Appellate Division Holds Settlement Reached at Voluntary Mediation Is Unenforceable in the Absence of a Signed Written Settlement Agreement

In Willingboro Mall, Ltd. v. 240/242 Franklin Avenue, LLC, a case decided 10 years ago, the New Jersey Supreme Court upheld the confirmation of an oral settlement agreement that was made at a court-ordered mediation session. The court announced, however, that “going forward, a settlement that is reached at mediation but not reduced to a signed written agreement will not be enforceable.” In a recent, to-be-published decision, the Appellate Division held that Willingboro’s “broad, bright-line rule” requiring a signed written settlement agreement extends to voluntary mediations, too.

The new case, Gold Tree Spa, Inc. v. PD Nail Corp., involved a dispute over the plaintiffs’ sale of two nail salons to the defendants. After the plaintiffs filed suit, the parties voluntarily agreed to mediation, resulting in the mediator’s creation of a draft settlement agreement. Several hours after the mediation ended, one of the plaintiffs decided she did not want to settle and refused to sign the agreement. The defendants moved to enforce the settlement, and the plaintiffs responded that they would honor the settlement agreement only if certain contingencies regarding an assignment of the lease of one of the salons could be met. The defendants then contacted the mediator to finalize the settlement agreement and circulated the lease assignment and related documents. The plaintiffs raised issues with the assignment, and the settlement agreement was not signed before the deadline stated in the draft agreement expired.

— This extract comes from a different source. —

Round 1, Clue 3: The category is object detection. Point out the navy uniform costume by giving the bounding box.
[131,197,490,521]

Thereafter, the trial court denied the defendants’ motion to enforce the settlement on the ground that it did not meet Willingboro’s requirement of a signed written agreement. The court rejected the defendants’ argument that Willingboro applies only to court-ordered mediations. In affirming the trial court’s decision, the Appellate Division described as “clear” and “unambiguous” the New Jersey Supreme Court’s pronouncement that settlements reached at mediation but not reduced to a signed written agreement would not be enforceable going forward. The Appellate Division reasoned that any differences between court-ordered mediations and voluntary mediations are not relevant to the policy underlying Willingboro, namely, that mediation should not spawn a new round of litigation over whether the parties reached a settlement. (The enforcement proceedings in Willingboro were extensive and included five depositions and a four-day evidentiary hearing.) The Appellate Division also observed that there was no meeting of the minds because the defendants admitted settlement negotiations were ongoing when the deadline to complete the settlement expired.

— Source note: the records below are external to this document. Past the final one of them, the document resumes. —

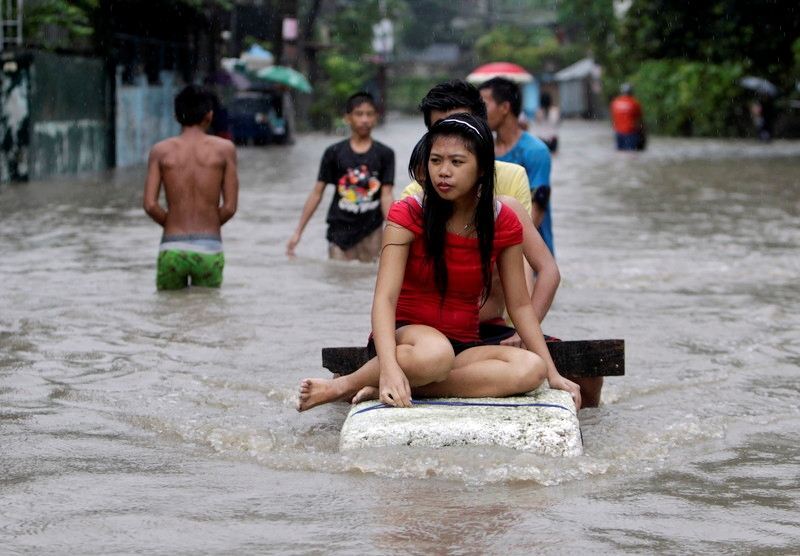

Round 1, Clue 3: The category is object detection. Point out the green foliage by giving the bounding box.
[558,0,617,65]
[22,0,99,48]
[309,52,374,129]
[388,74,452,114]
[630,60,747,136]
[475,26,583,73]
[618,0,800,85]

Willingboro and Gold Tree Spa serve as a warning that parties who wish to be bound by a settlement reached in the course of a mediation must memorialize the settlement in a signed written agreement before the mediation comes to a close, regardless of whether the mediation is voluntary or ordered by a court. In complex cases especially, negotiating the resolution of a dispute and then drafting, finalizing, and signing a settlement agreement during the confines of a mediation can be a daunting task. Fortunately, the New Jersey Supreme Court offered the following guidance in Willingboro: “In those cases in which the complexity of the settlement terms cannot be drafted by the time the mediation session was expected to have ended, the mediation session should be continued for a brief but reasonable period of time to allow for the signing of the settlement.” Absent such a signed agreement, the settlement you thought you struck will be in jeopardy of not being enforced, as Gold Tree Spa makes crystal clear.